Generally, it sounds like adopting the Common Core standards, Common Core Assessments, and participation in the national student longitudinal database initiative. California Governor Jerry Brown recently announced that the state will not participate in the national database initiative and will return the federal dollars. Brown says the state and districts already have a sufficient data collection mechanism. Montana Schools Superintendent Denise Juneau had already informed the federal Department of Education that it would not comply with NCLB mandates, but welcomed this new development:
"Montana Schools Superintendent Denise Juneau said she welcomed the waiver proposal, as long as it offers relief from the 2014 deadline. She said her state isn't afraid of high standards and education reform but needs enough time to reach those standards and freedom to institute change in a way that works for Montana.
Montana decided to skip a planned increase in its testing goals this past school year.

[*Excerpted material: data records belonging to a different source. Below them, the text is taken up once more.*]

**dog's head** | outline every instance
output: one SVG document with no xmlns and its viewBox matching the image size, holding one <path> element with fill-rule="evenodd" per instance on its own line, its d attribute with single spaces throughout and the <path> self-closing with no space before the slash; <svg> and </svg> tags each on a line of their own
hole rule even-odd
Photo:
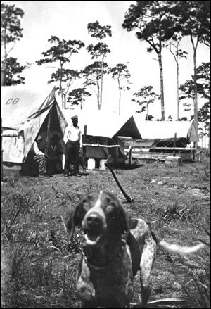
<svg viewBox="0 0 211 309">
<path fill-rule="evenodd" d="M 119 201 L 104 191 L 89 193 L 83 196 L 67 223 L 70 238 L 75 226 L 82 227 L 85 245 L 99 245 L 105 235 L 120 236 L 129 232 L 127 214 Z"/>
</svg>

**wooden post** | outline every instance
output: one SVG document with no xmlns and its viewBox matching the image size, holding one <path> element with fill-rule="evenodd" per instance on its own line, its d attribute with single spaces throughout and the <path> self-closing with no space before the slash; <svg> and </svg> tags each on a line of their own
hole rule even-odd
<svg viewBox="0 0 211 309">
<path fill-rule="evenodd" d="M 1 182 L 3 182 L 2 118 L 1 118 Z"/>
<path fill-rule="evenodd" d="M 87 139 L 87 125 L 85 125 L 84 127 L 84 139 L 86 140 Z M 83 146 L 82 149 L 82 165 L 83 165 L 83 172 L 86 171 L 86 146 Z"/>
<path fill-rule="evenodd" d="M 133 145 L 130 145 L 129 147 L 129 165 L 132 165 L 132 149 L 133 149 Z"/>
<path fill-rule="evenodd" d="M 173 150 L 173 156 L 174 156 L 174 157 L 176 157 L 176 152 L 175 152 L 176 141 L 177 141 L 177 133 L 174 133 L 174 150 Z"/>
<path fill-rule="evenodd" d="M 49 152 L 49 139 L 50 139 L 50 134 L 51 134 L 51 113 L 52 113 L 52 108 L 53 106 L 51 106 L 49 113 L 49 121 L 48 121 L 48 127 L 47 127 L 47 136 L 46 136 L 46 146 L 45 146 L 45 154 L 47 155 Z M 46 158 L 45 160 L 45 169 L 44 172 L 46 172 Z"/>
</svg>

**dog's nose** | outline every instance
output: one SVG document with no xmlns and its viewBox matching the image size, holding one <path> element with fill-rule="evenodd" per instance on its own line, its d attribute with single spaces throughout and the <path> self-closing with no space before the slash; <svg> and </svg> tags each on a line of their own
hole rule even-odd
<svg viewBox="0 0 211 309">
<path fill-rule="evenodd" d="M 87 217 L 87 222 L 89 227 L 98 227 L 101 225 L 101 217 L 96 213 L 90 213 Z"/>
</svg>

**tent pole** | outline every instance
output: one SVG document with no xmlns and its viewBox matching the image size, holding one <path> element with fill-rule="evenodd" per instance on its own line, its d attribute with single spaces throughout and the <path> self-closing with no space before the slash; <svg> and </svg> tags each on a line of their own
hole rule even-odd
<svg viewBox="0 0 211 309">
<path fill-rule="evenodd" d="M 3 182 L 2 118 L 1 118 L 1 182 Z"/>
<path fill-rule="evenodd" d="M 176 152 L 175 152 L 176 142 L 177 142 L 177 133 L 174 133 L 174 150 L 173 150 L 173 156 L 174 156 L 174 157 L 176 157 Z"/>
<path fill-rule="evenodd" d="M 48 121 L 48 127 L 47 127 L 47 137 L 46 137 L 46 146 L 45 146 L 45 155 L 48 154 L 49 152 L 49 139 L 50 139 L 50 134 L 51 134 L 51 113 L 52 113 L 52 108 L 49 111 L 49 121 Z M 45 160 L 45 172 L 46 172 L 46 158 Z"/>
</svg>

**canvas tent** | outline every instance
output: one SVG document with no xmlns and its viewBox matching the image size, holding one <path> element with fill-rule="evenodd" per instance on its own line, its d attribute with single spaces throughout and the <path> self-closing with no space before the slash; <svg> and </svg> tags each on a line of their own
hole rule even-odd
<svg viewBox="0 0 211 309">
<path fill-rule="evenodd" d="M 141 121 L 134 116 L 146 146 L 170 146 L 176 134 L 177 147 L 185 147 L 191 141 L 198 141 L 194 120 L 192 121 Z"/>
<path fill-rule="evenodd" d="M 56 132 L 63 141 L 68 123 L 56 101 L 54 88 L 44 91 L 25 86 L 1 87 L 1 111 L 4 164 L 25 162 L 38 132 L 45 143 L 49 115 L 49 137 Z"/>
<path fill-rule="evenodd" d="M 193 120 L 143 121 L 138 115 L 134 119 L 141 139 L 120 137 L 124 144 L 124 151 L 132 145 L 134 158 L 165 159 L 178 153 L 182 160 L 191 159 L 191 151 L 195 149 L 188 149 L 186 146 L 191 141 L 198 141 Z"/>
<path fill-rule="evenodd" d="M 125 153 L 118 137 L 141 138 L 132 115 L 119 116 L 103 111 L 88 113 L 84 111 L 72 110 L 64 110 L 64 115 L 70 125 L 72 124 L 71 117 L 75 115 L 78 116 L 78 125 L 82 132 L 83 144 L 86 147 L 85 158 L 108 159 L 109 163 L 120 162 L 120 157 L 124 157 Z M 104 147 L 102 146 L 103 145 Z"/>
</svg>

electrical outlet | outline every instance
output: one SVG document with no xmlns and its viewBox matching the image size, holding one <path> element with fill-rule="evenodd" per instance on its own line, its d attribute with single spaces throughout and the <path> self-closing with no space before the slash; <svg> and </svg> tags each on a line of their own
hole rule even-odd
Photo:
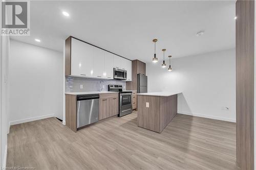
<svg viewBox="0 0 256 170">
<path fill-rule="evenodd" d="M 228 110 L 229 110 L 229 107 L 223 106 L 221 107 L 221 110 L 228 111 Z"/>
</svg>

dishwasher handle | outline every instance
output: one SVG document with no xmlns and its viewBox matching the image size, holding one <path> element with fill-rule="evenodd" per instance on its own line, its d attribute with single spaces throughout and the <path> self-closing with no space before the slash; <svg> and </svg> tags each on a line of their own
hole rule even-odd
<svg viewBox="0 0 256 170">
<path fill-rule="evenodd" d="M 99 98 L 99 95 L 98 94 L 82 94 L 82 95 L 78 95 L 77 97 L 77 100 L 78 101 L 84 101 L 86 100 L 92 100 Z"/>
</svg>

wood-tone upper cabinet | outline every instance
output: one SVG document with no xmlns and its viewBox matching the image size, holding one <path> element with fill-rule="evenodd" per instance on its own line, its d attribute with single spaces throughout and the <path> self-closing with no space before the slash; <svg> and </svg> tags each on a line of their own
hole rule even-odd
<svg viewBox="0 0 256 170">
<path fill-rule="evenodd" d="M 137 90 L 137 75 L 146 75 L 146 64 L 138 60 L 132 62 L 132 81 L 126 82 L 126 89 Z"/>
<path fill-rule="evenodd" d="M 101 99 L 99 100 L 99 120 L 110 117 L 110 99 Z"/>
<path fill-rule="evenodd" d="M 105 66 L 103 77 L 108 79 L 114 78 L 114 55 L 106 52 L 105 53 Z"/>
<path fill-rule="evenodd" d="M 100 48 L 93 46 L 93 75 L 103 78 L 104 68 L 104 53 Z"/>
<path fill-rule="evenodd" d="M 110 98 L 110 116 L 118 114 L 118 98 Z"/>
<path fill-rule="evenodd" d="M 123 60 L 122 57 L 118 56 L 114 56 L 114 67 L 117 68 L 123 69 Z"/>
<path fill-rule="evenodd" d="M 145 64 L 140 61 L 137 60 L 137 74 L 146 75 Z"/>
<path fill-rule="evenodd" d="M 71 75 L 92 77 L 92 46 L 72 38 Z"/>
<path fill-rule="evenodd" d="M 125 61 L 125 67 L 127 70 L 127 80 L 126 81 L 132 81 L 132 61 L 129 60 Z"/>
</svg>

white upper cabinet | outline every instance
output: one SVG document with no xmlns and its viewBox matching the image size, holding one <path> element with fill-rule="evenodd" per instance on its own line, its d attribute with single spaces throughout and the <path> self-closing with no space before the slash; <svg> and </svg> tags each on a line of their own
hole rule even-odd
<svg viewBox="0 0 256 170">
<path fill-rule="evenodd" d="M 71 75 L 92 77 L 92 46 L 76 39 L 72 39 Z"/>
<path fill-rule="evenodd" d="M 127 81 L 132 81 L 132 61 L 126 60 L 125 65 L 127 68 Z"/>
<path fill-rule="evenodd" d="M 122 58 L 114 55 L 114 67 L 115 68 L 122 69 Z"/>
<path fill-rule="evenodd" d="M 114 67 L 127 71 L 132 81 L 132 61 L 75 38 L 71 38 L 70 76 L 113 79 Z"/>
<path fill-rule="evenodd" d="M 103 77 L 108 79 L 113 79 L 114 77 L 114 57 L 115 55 L 105 52 L 105 67 Z"/>
<path fill-rule="evenodd" d="M 93 46 L 93 75 L 95 78 L 103 78 L 104 72 L 104 51 Z"/>
</svg>

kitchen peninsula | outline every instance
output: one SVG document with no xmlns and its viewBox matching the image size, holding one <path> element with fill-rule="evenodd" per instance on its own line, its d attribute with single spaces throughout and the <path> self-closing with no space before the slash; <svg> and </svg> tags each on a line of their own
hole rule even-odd
<svg viewBox="0 0 256 170">
<path fill-rule="evenodd" d="M 138 126 L 161 133 L 177 113 L 179 93 L 180 92 L 137 94 Z"/>
</svg>

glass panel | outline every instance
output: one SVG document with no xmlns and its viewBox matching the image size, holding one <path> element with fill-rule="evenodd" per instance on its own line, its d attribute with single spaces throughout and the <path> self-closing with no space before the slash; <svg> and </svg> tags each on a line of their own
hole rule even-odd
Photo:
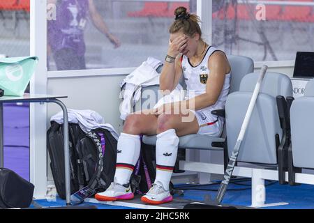
<svg viewBox="0 0 314 223">
<path fill-rule="evenodd" d="M 48 18 L 49 70 L 136 67 L 149 56 L 163 60 L 168 28 L 180 2 L 68 0 Z M 48 10 L 52 8 L 48 6 Z M 53 18 L 53 17 L 52 17 Z"/>
<path fill-rule="evenodd" d="M 294 60 L 297 51 L 313 51 L 313 1 L 280 1 L 213 0 L 213 45 L 257 61 Z"/>
<path fill-rule="evenodd" d="M 29 2 L 0 0 L 0 57 L 29 56 Z M 29 180 L 28 103 L 3 105 L 3 134 L 4 167 Z"/>
</svg>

"I don't mind the goals and we're certainly not afraid of accountability. They can set the bar wherever they want. They just have to let us have the flexibility to get there," Juneau said. "We can definitely meet any bar they throw at us."
The details on the conditional waivers will be announced in September.
These conditional requirements are familiar, included in the Race to the Top competitive grants and provided implementation dollars. With state and local budgets already slashed deeply, how will states that did not get RT3 funds implement new mandates?
Chester Finn of Fordham University is one among many voices calling into question the authority and legality of the waiver plan:
“Even if one agrees with [Duncan] on the merits, as I do, the law doesn’t say he can unilaterally impose new conditions that aren’t in the law,” said Finn, a Republican. “There’s a separation of powers issue involved here. To what extent does the executive branch get to decide what’s in the law?”
So far there are two major problems: legality and funding.